Suncor and Syncrude are the companies actively mining the tar sands. They are making billions of dollars squeezing figurative blood out of stones. In a video presentation given at the Oil Sands Discovery Center, a commentator tells us that "oil means wealth." Apparently, tar sand deposits cover an area the size of the state of Florida. The abject devastation of Fort McMurray is only the beginning of more ecological destruction and "wealth" to come. Suncor and Syncrude are profiting enormously from the devastation, but they do not bear the full blame for this ecological and human disaster. Fort McMurry is the sacrificial lamb on the altar of western civilization's worship of dollars and oil. This is the cost of our cars, our too many clothes that we never wear, our plastic bags, knives, forks, cups and spoons that we carelessly toss away, our HD televisions, iPhones, and all the other things we crave that don't really add up to anything and certainly don't make us healthy or happy.

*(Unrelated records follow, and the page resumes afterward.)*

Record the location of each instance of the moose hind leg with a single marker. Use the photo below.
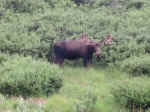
(85, 62)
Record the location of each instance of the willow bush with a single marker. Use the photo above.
(23, 76)
(32, 27)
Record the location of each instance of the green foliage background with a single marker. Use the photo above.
(30, 27)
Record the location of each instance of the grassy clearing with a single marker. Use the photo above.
(79, 81)
(83, 90)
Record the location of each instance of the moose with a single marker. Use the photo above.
(80, 48)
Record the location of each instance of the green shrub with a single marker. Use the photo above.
(26, 77)
(133, 92)
(59, 104)
(137, 65)
(84, 102)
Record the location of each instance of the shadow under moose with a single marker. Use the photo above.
(79, 48)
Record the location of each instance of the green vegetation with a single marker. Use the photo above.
(133, 92)
(27, 77)
(28, 30)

The fire seems like foreshadowing in a Greek or Shakespearean tragedy. We are all tragic heroes chasing the false idols of fulfillment that only exacerbate our own demise. Like all tragic heroes, it appears that we will only realize our folly when it is too late, when the trajectory of global climate change is unalterable and Earth becomes a living hell. Perhaps the human religious concept of Hell is, after all, our most apt literary creation. We are all sinners, but many innocents will be joining us in the eternal inferno.
I am fleeing to wilderness today. I feel like a canary being let out of a coal mine. The smell of tar sand, heavy in my hair and on my skin, makes me feel like I have been infused with toxicity. I long to breathe fresh air and take in vistas of unspoiled landscapes, but I will not be able to escape the taint of this experience within myself. I am driving a car across the reality of North America after all, belching out climate changing chemicals as I go. We are all complicit. We are all tainted with the stench of tar sands.